The way the Medicare HMOs work is that they get paid per patient. They then have to pay for the services provided. Anything they can avoid paying in pure profit and ends up in the hands of the execs and shareholders.
But you can fight back. Here’s a link to what you need to do to file a Federal complaint. https://www.medicare.gov/claims-appeals/how-to-file-a-complaint-grievance
And for more leverage, in Florida there AHCA - https://apps.ahca.myflorida.com/hcfc/
And, of course, you can try an appeal with the HMO itself and should probably start there. Although I don’t see your provider listed.
https://mypatientrights.org/file-a-complaint/florida/
Don’t roll over for them. Make them work. To be honest, the state makes money off the system as it is set up as well, so I don’t know how much help they will be. But you’ve got 3 shots at them.

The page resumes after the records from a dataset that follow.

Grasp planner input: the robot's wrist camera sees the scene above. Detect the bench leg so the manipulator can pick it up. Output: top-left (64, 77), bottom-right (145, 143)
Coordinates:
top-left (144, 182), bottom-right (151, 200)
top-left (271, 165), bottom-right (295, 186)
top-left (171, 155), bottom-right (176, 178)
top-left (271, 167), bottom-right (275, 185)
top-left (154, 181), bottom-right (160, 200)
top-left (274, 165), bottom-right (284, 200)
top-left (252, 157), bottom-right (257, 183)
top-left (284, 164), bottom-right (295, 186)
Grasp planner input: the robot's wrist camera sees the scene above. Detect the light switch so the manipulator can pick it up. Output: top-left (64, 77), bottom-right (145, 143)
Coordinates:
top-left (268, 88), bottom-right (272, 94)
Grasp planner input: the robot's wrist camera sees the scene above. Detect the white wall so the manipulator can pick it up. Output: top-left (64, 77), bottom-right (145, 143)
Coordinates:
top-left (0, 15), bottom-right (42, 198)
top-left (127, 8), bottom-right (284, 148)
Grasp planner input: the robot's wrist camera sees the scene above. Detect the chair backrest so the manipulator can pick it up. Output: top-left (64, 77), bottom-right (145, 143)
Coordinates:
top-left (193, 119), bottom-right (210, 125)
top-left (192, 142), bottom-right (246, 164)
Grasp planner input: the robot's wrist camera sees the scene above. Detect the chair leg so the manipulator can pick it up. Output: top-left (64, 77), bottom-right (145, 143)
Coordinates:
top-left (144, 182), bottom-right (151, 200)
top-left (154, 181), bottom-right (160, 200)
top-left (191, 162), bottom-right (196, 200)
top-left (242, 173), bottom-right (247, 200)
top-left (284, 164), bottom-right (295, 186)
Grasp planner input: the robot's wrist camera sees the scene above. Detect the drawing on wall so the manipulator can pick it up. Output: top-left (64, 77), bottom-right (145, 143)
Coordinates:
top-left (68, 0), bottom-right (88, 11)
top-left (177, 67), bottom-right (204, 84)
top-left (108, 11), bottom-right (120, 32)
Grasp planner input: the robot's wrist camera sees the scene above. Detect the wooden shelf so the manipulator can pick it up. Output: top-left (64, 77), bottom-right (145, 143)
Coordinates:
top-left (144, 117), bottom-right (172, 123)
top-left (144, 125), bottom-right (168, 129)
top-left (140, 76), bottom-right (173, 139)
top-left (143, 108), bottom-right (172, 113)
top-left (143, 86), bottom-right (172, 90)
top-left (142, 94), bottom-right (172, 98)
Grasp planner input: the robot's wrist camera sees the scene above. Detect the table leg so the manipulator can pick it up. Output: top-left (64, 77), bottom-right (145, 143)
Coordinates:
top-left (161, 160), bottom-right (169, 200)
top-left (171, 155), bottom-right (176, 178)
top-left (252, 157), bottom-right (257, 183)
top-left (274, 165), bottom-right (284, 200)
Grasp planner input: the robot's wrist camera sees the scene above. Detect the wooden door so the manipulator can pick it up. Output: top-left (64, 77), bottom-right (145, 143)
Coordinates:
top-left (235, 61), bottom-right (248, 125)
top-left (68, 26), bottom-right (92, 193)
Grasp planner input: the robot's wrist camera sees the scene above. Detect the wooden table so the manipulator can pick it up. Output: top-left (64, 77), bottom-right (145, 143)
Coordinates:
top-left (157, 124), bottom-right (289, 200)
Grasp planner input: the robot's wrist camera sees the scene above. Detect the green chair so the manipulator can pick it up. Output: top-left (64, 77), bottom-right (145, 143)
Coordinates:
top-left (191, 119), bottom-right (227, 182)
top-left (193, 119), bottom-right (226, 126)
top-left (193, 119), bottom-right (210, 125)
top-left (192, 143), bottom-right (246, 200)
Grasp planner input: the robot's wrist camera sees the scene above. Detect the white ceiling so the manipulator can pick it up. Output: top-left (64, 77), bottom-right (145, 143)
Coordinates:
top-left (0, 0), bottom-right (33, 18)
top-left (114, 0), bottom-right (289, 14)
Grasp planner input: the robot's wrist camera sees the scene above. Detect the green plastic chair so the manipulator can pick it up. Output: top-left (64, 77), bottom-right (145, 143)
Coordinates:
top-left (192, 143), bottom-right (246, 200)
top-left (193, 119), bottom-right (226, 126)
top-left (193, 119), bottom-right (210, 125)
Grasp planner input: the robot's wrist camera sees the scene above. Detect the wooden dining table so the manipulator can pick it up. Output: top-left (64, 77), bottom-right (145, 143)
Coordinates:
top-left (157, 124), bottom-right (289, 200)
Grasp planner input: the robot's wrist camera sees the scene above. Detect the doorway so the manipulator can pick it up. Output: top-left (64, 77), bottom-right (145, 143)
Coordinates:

And like others have suggested, if you can afford it, next open season go for regular medicare and a supplement.
This January I changed from regular medicare to a medicare advantage plan.
My retirement plans Medicare advisor advised me when I did so that for six months (IIRC) after changing to an advantage plan you can change your mind and go back to a conventional Medicare plan. That would allow you to go to any doctor who accepts Medicare.
Apparently it is not unusual for the restrictions of the advantage plans to lead to buyers remorse, so there is a trial period.
Hope this helps, good luck FRiend!
I would never have a Medicare advantage plan. And it can be expensive to switch to a supplemental plan later as they can screen you and charge more.
“The vast majority of non-pediatric primary care physicians (93 percent) say they accept Medicarecomparable to the share accepting private insurance (94 percent).”
https://www.kff.org/medicare/issue-brief/primary-care-physicians-accepting-medicare-a-snapshot/
The percentage is even higher for medical specialists.